Dr. Kristian Hargadon from Hampden-Sydney College, in Virginia, who recently reviewed FDA-approved ICIs, told Reuters Health by email, "That these benefits were not seen for some cancer types when data from larger phase III trials were analyzed is certainly disappointing, but it should be noted that ICI therapy still benefits a large percentage of patients with diverse cancer types, and the duration of responses in many of these patients is often significantly longer than that achieved with non-ICI-based therapies."

"Moreover, important lessons from unsuccessful phase III trials have led to refined indications for ICI therapy in some instances, targeting the use of this therapy more specifically to particular patient cohorts most likely to receive clinical benefit," he said.
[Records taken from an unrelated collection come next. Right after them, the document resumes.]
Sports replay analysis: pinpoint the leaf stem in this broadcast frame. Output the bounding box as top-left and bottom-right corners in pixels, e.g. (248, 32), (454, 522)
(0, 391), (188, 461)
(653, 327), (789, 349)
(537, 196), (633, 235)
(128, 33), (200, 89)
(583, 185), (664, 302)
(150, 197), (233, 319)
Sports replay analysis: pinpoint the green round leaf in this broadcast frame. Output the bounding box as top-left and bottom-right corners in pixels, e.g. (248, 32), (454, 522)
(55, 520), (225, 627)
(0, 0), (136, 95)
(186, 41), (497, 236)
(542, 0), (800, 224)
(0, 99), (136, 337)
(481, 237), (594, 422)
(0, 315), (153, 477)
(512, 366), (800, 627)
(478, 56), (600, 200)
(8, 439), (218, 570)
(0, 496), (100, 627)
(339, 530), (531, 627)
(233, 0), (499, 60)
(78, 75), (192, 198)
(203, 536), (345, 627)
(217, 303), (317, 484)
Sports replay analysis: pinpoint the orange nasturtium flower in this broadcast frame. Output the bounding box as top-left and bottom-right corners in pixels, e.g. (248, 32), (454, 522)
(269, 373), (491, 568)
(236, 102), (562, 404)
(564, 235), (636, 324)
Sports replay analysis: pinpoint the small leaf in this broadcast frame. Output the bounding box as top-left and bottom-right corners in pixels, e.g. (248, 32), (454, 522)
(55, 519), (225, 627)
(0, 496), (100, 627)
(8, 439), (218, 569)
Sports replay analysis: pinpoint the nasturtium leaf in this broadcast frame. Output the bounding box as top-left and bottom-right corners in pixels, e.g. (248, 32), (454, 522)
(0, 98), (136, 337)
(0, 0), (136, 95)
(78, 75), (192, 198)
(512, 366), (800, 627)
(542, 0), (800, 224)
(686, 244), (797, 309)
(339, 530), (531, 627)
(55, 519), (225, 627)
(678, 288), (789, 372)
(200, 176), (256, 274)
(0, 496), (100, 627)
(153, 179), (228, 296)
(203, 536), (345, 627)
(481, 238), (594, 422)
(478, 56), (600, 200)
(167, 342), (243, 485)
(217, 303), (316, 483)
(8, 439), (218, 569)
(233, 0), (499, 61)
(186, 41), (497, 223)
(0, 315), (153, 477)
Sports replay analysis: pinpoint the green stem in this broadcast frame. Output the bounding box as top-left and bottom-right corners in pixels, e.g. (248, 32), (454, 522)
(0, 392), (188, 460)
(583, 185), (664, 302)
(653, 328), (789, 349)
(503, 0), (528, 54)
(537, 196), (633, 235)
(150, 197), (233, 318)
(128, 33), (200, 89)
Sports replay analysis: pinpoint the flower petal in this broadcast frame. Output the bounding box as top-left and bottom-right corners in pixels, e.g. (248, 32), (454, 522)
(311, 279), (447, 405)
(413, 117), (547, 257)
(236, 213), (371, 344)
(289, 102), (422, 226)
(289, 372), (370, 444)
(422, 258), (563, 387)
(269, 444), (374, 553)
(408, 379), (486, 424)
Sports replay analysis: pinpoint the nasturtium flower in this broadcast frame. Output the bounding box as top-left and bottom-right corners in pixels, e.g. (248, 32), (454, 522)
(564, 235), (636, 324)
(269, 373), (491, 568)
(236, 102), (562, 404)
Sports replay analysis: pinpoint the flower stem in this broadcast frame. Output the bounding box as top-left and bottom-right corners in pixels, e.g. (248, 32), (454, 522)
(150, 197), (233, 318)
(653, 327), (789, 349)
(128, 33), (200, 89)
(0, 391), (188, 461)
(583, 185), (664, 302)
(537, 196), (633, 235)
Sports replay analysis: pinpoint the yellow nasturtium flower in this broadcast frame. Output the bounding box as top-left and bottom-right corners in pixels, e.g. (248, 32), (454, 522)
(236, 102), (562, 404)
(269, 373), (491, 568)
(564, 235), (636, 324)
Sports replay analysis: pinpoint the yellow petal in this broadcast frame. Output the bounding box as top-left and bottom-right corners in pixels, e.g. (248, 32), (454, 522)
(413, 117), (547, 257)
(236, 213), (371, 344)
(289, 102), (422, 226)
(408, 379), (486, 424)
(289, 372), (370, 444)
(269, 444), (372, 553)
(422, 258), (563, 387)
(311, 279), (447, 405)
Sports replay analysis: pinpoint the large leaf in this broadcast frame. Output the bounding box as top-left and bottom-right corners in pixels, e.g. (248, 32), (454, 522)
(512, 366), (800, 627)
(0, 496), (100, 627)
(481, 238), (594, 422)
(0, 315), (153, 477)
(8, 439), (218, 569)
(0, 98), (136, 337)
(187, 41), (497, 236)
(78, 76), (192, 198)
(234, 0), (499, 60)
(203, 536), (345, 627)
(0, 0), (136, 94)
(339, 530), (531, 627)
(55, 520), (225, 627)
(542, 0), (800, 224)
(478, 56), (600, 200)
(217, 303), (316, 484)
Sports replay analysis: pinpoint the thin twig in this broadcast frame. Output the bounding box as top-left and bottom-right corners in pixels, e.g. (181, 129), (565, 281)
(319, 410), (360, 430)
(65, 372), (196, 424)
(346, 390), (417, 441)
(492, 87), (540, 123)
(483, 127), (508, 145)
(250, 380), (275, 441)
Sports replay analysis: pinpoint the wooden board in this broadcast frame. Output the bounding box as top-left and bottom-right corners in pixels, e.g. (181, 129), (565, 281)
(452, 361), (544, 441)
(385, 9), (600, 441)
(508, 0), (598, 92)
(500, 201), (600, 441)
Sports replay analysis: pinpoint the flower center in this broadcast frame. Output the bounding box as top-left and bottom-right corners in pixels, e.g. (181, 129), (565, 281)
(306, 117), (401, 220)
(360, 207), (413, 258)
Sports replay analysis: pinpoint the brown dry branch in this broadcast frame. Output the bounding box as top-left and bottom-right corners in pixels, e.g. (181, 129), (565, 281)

"These findings highlight what is already an emerging trend in cancer medicine, which is the need to identify appropriate biomarkers indicative of patient response to therapy," said Dr. Hargadon, who was not involved in the study. "Restricting ICI therapy to the cohort of patients most likely to respond not only benefits those patients directly but also allows a more appropriate course of action to be taken for those patients who are likely not to respond to ICI regimens. Such ICI-ineligible patients can then receive an alternative and perhaps more appropriate course of action earlier during the course of their cancer's progression."

"Physicians should understand that ICI therapy is not a one-size-fits-all approach to cancer treatment," he added. "The success of cancer immunotherapy is indeed real, but many factors must be considered when determining 1) whether ICI therapy is appropriate and 2) whether combinatorial strategies might extend the reach of ICI therapy to broader patient populations."